Methods
Data resource
The data was collected from the First Hospital of Jilin University in
China from January 2018 to June 2019. Patient identifiers were removed,
and all data were anonymized. Every pregnant woman in this study gave
written informed consent. All of the examinations were performed and
diagnosed by a team of well-trained doctors from center for prenatal
diagnosis of First Hospital of Jilin University. The GE Volution E8
ultrasound scanners were included for data acquisition. The study
protocol was approved by Ethics Committee of the First Hospital of Jilin
University (Changchun, China; permit No. 2018-429).
Deep learning algorithms for
training
Picking out brain images
The first step of our scheme is to pick out brain images from all stored
freeze-frame images (Figure 1). This can be done using a classification
deep learning model. Several famous models have been proposed and shown
good results in image classification related tasks, such as Oxford VGG
model [41], Google Inception model [42] and Microsoft ResNet
model [43]. Here we chose to apply transform learning using
ResNet50, a 50-layer Residual Network, which showed good results for
medical image classification [44].
Specifically, each image was first resized to 224×224 and then enter
RetNet50 layer with the pretrained IMAGENET weights.
GlobalAveragePooling2D is applied to the output of the last
convolutional layer, following a classic fully connected dense layer
with sigmoid activation. All layers are set as trainable, which means
they can be updated with back propagation in each step.
The experiment was carried out with Jupyter Notebook, in an environment
of Keras, using TensorFlow as backbend. A workstation with four NVIDIA
GeForce GTX 1080 Ti graphics cards, two Intel Xeon E5-2620 v4 CPUs and a
Random Access Memory (RAM) of 64GB was used in this experiment. The
labels were determined manually by one trained expert.
Picking out TV and TT planes and localization of brain
region
After picking out all fetal brain images, we need
to further pick out US images in
the
transventricular
(TV) or
transthalamic
(TT) plane, in which the lateral ventricle can be measured. Moreover, we
need to localize the brain region and remove the background around the
fetal skull, which will influence the results hugely. Here we used
Faster R-CNN [45], a state-of-the-art object detection algorithm,
which combines the localization task and classification task together.
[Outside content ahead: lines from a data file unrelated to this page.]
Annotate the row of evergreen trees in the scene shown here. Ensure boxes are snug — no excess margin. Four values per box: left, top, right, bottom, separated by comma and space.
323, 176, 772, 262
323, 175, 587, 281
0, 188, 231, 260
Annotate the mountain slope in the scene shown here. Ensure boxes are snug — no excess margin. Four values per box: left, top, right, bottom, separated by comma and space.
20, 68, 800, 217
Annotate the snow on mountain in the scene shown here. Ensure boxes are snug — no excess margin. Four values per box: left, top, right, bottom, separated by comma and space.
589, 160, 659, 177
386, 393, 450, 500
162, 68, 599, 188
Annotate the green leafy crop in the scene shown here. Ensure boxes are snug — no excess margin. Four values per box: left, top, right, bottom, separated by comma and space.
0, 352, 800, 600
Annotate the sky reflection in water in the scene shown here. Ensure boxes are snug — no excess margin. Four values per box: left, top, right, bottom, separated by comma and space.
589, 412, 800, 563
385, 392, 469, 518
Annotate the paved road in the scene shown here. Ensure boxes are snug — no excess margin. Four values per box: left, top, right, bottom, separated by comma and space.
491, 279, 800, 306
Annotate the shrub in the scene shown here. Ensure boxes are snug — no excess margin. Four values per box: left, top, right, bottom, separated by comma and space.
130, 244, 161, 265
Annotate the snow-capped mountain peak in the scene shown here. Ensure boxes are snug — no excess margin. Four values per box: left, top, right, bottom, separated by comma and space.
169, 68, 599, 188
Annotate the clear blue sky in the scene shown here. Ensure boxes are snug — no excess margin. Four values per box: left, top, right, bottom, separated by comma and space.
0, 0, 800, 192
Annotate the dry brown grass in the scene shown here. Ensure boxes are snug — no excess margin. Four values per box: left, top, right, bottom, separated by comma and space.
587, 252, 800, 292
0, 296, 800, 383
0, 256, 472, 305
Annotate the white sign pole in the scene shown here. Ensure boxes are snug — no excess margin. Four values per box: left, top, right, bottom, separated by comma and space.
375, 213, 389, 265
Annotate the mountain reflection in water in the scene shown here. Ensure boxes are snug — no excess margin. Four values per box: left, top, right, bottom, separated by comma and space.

Specifically, we used the fasterrcnn_resnet50_fpn model in torchvision
to perform the experiments, which uses resnet50 as the backbone. The
network parameters were initialized from a model pretrained on the COCO
dataset. To make the algorithm more robust, we augmented the dataset by
randomly cropping, flipping images and rotating images by angles of 90,
180 or 270 degrees, to simulate various fetal positions. The network
would output zero, one or more detected objects and corresponding
likelihood percentages. The first object, which has the largest
percentage, was selected as the result.
The experiment was carried out with Jupyter Notebook, in an environment
of torch. The system used in this experiment was the same with the first
step. The bounding boxes of brains were manually labeled by one trained
expert and reviewed by doctors. The US images in the TV and TT plane
were selected by doctors.
Predicting the lateral ventricular
width
A regression model was applied to do this task. Specifically, each brain
region image will first resize to 224×224 and then enter RetNet50 layer
with the pretrained IMAGENET weights. GlobalAveragePooling2D is applied
to the output of the last convolutional layer, following a classic fully
connected dense layer with linear activation. All layers were set as
trainable, which means they can be updated with back propagation in each
step. mean_squared_error was specified as the loss function when
compiling the model. The experiment setting and the system used in this
experiment was the same with the first step. The truth lateral
ventricular width of each image was determined manually by doctors.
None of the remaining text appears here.